> If anyone else here in group has additional suggestions and comments I
> will be interested in hearing as well !
>
> hth
>
> ikaro
Hi,
I had some additional thoughts regarding PCA, today, the way I
classify patterns is using Pearson's product-moment coefficient, this
give me the adequate results ( it gives the best matching pattern out
of thousands ), the product moment coefficient is used to measure
correlation for N dimensional data-sets, this, costs allot of CPU and
is the bottle-neck I am trying to resolve.

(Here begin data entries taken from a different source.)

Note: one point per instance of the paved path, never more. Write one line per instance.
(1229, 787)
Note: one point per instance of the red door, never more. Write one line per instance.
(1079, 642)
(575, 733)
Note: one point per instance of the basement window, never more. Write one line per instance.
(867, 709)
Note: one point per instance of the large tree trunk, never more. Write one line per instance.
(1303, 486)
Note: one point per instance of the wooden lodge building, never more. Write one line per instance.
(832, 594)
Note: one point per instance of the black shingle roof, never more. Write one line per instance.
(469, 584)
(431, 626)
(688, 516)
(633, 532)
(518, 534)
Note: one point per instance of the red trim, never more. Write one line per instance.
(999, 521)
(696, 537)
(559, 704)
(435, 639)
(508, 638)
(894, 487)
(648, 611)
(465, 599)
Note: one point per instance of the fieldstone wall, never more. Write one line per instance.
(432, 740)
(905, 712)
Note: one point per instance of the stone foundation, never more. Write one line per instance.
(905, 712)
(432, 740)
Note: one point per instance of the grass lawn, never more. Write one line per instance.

The idea I thought of is to use PCA to reduce the sampled data set
dimension, hence, rather then using N dimensional MFCC vectors PCA
will be used to extract the most significant dimension, then, only
these dimensions will be used for correlation, in other words:
1. Patterns are represented by a dataset matrix build of a fixed
amount of N dimensional MFCC vectors
2. The sampled data is of the same dimension and length of the
patterns
3. On each iteration the sampled data is correlated to the thousands
of patterns ( the correlation is done on each of the N dimensions )
To increase performance, the dimension of the data should be reduced,
PCA would be used on each of the searched patterns ( this is done
offline ) and on the sampled data ( online ), this, will enable
expression of the data dimension with a fixed ( and smaller ) amount
of the most significant dimensions, the same process will be done for
the data being sampled on runtime, then the transformed ( PCAed ) data
will be compared with the searched patterns ( that were transformed
offline ), this will dramatically reduce the number of dimensions to
be correlated.
Can U think of any problem with this algorithm ?
For the sampled data the resulting PCA transformation may differ, AND
for the same data there may be two transformations slightly different
then each other, should this make the resulting ( transformed ) data a
bad candidate for correlation ?
Any comment would be appreciated.
Nadav
Reply by Ikaro●March 16, 20072007-03-16
Hi,
Here are some of my thoughts in this...
> One problem with this concept, I am searching for thousands of
> patterns in each 'iteration'.
I think what you are trying to do is match a test vector with
throusands of classes (ie,patterns).
Thinking back on this, I did not realize you had that many classes.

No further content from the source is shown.